Jusqu’à présent, les paléontologues pensaient que tous ces grands reptiles avaient disparu il y a 65,5 millions d’années. Mais une nouvelle technique de datation laisse penser que ce n’est pas le cas.

Il y 65,5 millions d’années, une gigantesque catastrophe, probablement la chute d’une météorite dans l’actuel Mexique, provoquait la disparition simultanée de tous les dinosaures de la planète. C’est ce que les paléontologues appellent communément l’extinction K-T qui marque le passage de la péridoe du Crétacé au Tertiaire. Mais depuis une vingtaine d’années, la découverte de fossiles de grands reptiles dans des couches sédimentaires plus récentes intrigue la communauté scientifique.

S’agit-il de fossiles ayant migré avec le temps au sein des couches géologiques ou bien faut-il reconsidérer le fait que tous les dinosaures aient disparu en même temps? Dans une publication parue dans le journal Geology, James Fassett et son équipe apportent un élément de réponse en présentant des résultats probants de datation directe de fossiles. Une première. Selon ces récents travaux, certains os fossilisés découverts au Mexique auraient moins de 64 millions d’années…

Jusqu’à présent, personne n’avait réussi à dater directement des fossiles. Toutes les tentatives dans ce sens avaient échoué. Les paléontologues déterminaient donc l’âge d’un squelette en analysant les roches dans lesquelles les fossiles étaient retrouvés. Une méthode qui manquait de précision et de fiabilité. Fassett et son équipe ont cette fois-ci réussi à appliquer une technique de datation dite «uranium-plomb», très utilisée sur les roches, à des fossiles.

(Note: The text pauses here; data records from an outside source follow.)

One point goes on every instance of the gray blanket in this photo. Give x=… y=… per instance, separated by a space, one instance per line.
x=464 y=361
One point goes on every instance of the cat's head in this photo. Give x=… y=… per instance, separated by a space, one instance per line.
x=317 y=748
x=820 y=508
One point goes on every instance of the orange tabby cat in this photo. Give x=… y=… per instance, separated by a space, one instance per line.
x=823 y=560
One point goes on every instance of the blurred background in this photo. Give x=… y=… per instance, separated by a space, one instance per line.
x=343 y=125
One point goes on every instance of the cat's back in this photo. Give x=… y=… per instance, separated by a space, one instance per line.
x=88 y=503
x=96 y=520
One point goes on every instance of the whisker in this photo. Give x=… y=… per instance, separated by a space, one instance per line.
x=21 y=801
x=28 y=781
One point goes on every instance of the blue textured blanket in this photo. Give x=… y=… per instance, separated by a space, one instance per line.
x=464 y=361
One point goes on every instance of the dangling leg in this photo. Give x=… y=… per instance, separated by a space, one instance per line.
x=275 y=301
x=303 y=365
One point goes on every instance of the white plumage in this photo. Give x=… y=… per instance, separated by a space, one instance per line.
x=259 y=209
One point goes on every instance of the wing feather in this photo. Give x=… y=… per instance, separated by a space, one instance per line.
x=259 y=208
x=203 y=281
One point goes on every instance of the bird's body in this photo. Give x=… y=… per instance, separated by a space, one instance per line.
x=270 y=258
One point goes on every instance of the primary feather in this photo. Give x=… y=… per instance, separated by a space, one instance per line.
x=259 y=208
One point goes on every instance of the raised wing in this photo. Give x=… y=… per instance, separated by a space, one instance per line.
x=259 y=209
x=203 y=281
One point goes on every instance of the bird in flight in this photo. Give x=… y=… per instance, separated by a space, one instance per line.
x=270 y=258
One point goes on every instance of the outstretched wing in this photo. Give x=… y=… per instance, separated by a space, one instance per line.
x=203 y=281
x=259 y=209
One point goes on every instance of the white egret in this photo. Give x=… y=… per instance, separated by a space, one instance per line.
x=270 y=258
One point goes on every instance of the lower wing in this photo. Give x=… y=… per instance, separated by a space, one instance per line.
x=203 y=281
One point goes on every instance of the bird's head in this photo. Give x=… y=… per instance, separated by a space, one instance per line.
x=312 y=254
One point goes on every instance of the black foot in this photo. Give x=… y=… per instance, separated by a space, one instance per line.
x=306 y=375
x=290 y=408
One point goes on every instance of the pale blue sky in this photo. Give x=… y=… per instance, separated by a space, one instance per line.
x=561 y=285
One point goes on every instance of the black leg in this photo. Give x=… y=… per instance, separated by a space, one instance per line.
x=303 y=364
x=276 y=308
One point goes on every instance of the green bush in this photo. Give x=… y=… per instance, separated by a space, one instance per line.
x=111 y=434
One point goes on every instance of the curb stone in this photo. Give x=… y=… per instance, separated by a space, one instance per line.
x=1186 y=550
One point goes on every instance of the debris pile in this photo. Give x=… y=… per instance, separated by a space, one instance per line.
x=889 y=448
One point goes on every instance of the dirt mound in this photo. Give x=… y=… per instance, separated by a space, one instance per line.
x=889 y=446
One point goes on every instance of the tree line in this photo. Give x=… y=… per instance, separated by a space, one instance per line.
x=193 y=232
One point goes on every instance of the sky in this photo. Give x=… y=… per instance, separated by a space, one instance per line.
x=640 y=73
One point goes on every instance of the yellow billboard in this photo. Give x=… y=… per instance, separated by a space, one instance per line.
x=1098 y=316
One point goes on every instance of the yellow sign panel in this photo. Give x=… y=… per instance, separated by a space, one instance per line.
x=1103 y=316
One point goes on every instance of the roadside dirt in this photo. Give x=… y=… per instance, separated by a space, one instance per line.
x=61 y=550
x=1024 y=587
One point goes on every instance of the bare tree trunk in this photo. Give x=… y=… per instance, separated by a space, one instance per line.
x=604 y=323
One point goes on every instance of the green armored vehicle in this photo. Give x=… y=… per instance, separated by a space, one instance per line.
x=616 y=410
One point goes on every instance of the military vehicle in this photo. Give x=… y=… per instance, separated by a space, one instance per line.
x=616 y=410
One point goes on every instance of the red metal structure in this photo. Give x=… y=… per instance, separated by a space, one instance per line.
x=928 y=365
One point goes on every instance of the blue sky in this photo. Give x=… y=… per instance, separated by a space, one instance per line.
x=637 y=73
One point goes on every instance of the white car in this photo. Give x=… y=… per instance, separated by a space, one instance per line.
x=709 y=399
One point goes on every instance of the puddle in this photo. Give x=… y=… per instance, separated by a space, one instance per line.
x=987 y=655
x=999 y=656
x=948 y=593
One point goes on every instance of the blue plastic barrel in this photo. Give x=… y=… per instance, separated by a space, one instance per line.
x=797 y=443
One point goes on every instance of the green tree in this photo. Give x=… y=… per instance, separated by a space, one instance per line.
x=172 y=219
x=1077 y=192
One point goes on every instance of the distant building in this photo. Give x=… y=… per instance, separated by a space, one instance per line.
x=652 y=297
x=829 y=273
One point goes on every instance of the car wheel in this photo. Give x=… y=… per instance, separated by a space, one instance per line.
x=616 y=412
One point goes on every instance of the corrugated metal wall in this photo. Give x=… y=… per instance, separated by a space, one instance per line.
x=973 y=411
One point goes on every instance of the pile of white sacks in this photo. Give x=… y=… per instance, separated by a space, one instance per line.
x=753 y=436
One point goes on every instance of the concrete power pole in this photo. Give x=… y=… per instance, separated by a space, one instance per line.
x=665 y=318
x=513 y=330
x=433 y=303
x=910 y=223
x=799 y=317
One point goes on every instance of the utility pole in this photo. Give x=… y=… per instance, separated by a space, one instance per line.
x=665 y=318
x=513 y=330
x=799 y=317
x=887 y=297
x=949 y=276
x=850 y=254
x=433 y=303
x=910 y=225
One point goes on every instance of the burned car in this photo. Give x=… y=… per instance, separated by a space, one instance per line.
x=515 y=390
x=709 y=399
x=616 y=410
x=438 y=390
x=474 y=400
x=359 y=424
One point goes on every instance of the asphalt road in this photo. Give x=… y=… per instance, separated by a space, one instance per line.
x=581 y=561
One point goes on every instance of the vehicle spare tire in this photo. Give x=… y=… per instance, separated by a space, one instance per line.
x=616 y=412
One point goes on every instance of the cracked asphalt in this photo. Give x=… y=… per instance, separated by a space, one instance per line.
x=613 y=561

Des incertitudes sur les mesures demeurent
Comme les roches, les os fossilisés contiennent en effet d’infimes quantités d’uranium. Au fil du temps, ces atomes se désintègrent pour donner du plomb. La régularité du mécanisme en fait une véritable horloge: le rapport du nombre d’atomes de plomb sur le nombre d’atomes d’uranium contenus dans un échantillon permet de lui donner un âge.

En utilisant cette technique, les chercheurs estiment qu’un des fossiles analysés n’est probablement âgé que de 63,9 millions d’années. Ce bout d’os fossilisé appartenant à un grand sauropaude (sorte de diplodocus) avait été découvert dans une zone géologique qui pouvait laisser présager d’un tel résultat.

Les auteurs restent toutefois prudents et soulignent que les incertitudes liées à leurs mesures ne permettent pas encore d’être catégoriques. Mais rien ne permet désormais d’écarter a priori le fait que certaines espèces aient pu être épargnées par endroits pendant quelques centaines de milliers d’années. Avant que les mammifères, apparus il y a 200 millions d’années, ne deviennent les maîtres du monde.